Precisamente, los equipos presentados ayer, que significaron una inversión de alrededor de 3 millones de pesos para el CPI, se incorporaron a la Unidad de Desarrollo Industrial y Tecnológico (Uditec), que se ocupará del desarrollo de patentes, diseño industrial, maquinado y producción de matrices.

El resto de las unidades son: un Laboratorio de Instrumentación y Ensayos (LABS), una Incubadora de Empresas (INCUBATEC), un área de Generación e Innovación (EBT'S), y un Centro de Capacitación (CP4P).

Esta conjunción de esfuerzos entre Universidad y empresa, lideradas cada una por Raúl Carrete (CPI) y Heriberto Ercoli (UTN) tuvo la virtud de compatibilizar los tiempos de la ciencia aplicada con los del trabajo diario, un obstáculo que suele frenar muchos buenos proyectos.

"La Universidad acortó los tiempos que la separaban de la empresa convirtiéndose en un socio útil para la resolución de sus problemas, la investigación y la innovación", le dijo ayer a "La Nueva Provincia" el decano de la UTN, doctor Heriberto Ercoli.

Desde el sector empresario el objetivo es también muy claro: "Necesitamos que a partir de este centro tecnológico se desarrollen muchas pymes, porque la diversidad será lo que nos posibilite a todos mantener un horizonte de rentabilidad", señaló Carrete.
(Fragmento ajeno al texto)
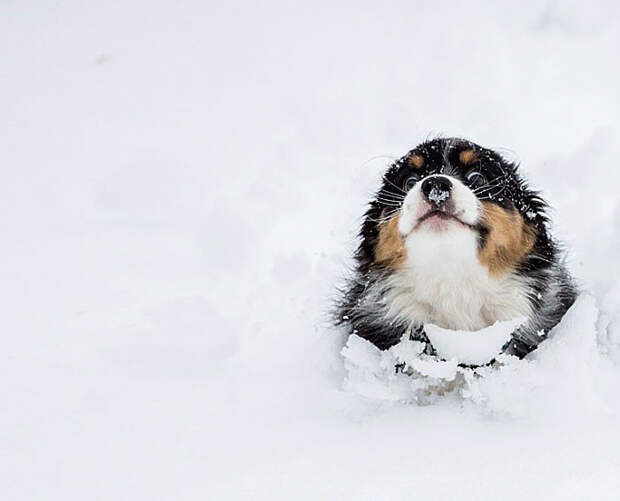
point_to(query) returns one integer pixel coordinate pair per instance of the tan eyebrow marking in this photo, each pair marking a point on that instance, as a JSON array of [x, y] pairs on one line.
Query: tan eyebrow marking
[[416, 161], [467, 157]]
El diagnóstico, no por obvio es menos real: si somos demasiados haciendo lo mismo y no hay posibilidades para la innovación, es probable que un buen proyecto fracase antes de lo previsto, porque se acaba su rentabilidad.

"Este proyecto tiene como objetivos agregar valor e innovación a las empresas, posibilitando su crecimiento. Tomemos como ejemplo, el caso de un empresario que se dedica a fabricar válvulas y que no puede elaborar una nueva matriz porque su costo le come su rentabilidad. En esta unidad de desarrollo encontrará la solución", explicó Ercoli.

La Uditec podrá copiar un diseño o un objeto, desarrollarlo, elaborar una matriz y, finalmente, convertirlo en un nuevo prototipo de producto.

Con este objetivo se incorporó un escanner de 3 dimensiones --hay dos en el país-- capaz de desarrollar un objeto virtual, que una vez procesado es interpretado por una interfaz de control numérico computarizado y convertido en una matriz.

El paso final es usar esa matriz para fabricar un nuevo producto en una inyectora de zamac, una aleación de aluminio y cinc.

Esta línea de producción le permitiría a un empresario pyme mostrarle a sus potenciales clientes una réplica real de su nuevo lanzamiento.

En este sentido, el universo de posibilidades es tan amplio como uno pueda imaginarse: bijouterie, herrajes, válvulas, piezas mecánicas, piezas de PVC, etc.

Tanto Ercoli como Carrete dijeron no tener dudas sobre la existencia de emprendedores y empresarios en condiciones de aprovechar las nuevas tecnologías, incluso salvando el obstáculo de la falta de escala.

"Nuestra intención es sustituir importaciones, pero no estamos pensando en competir con los chinos, sino con muchos vecinos que hacen fundición y matricería para Bahía Blanca. Cómo es posible que nosotros no podamos hacer lo mismo y convertirnos en un factor de desarrollo regional", se preguntó Ercoli.

Carrete, por su parte, destacó el esfuerzo que significó para el CPI la inversión en tecnología, pero confió en que sus asociados aprovecharán las nuevas oportunidades. Ambos dirigentes resaltaron que la nueva unidad de desarrollo no persigue un afán de lucro, sino que el propósito es que se autofinancie.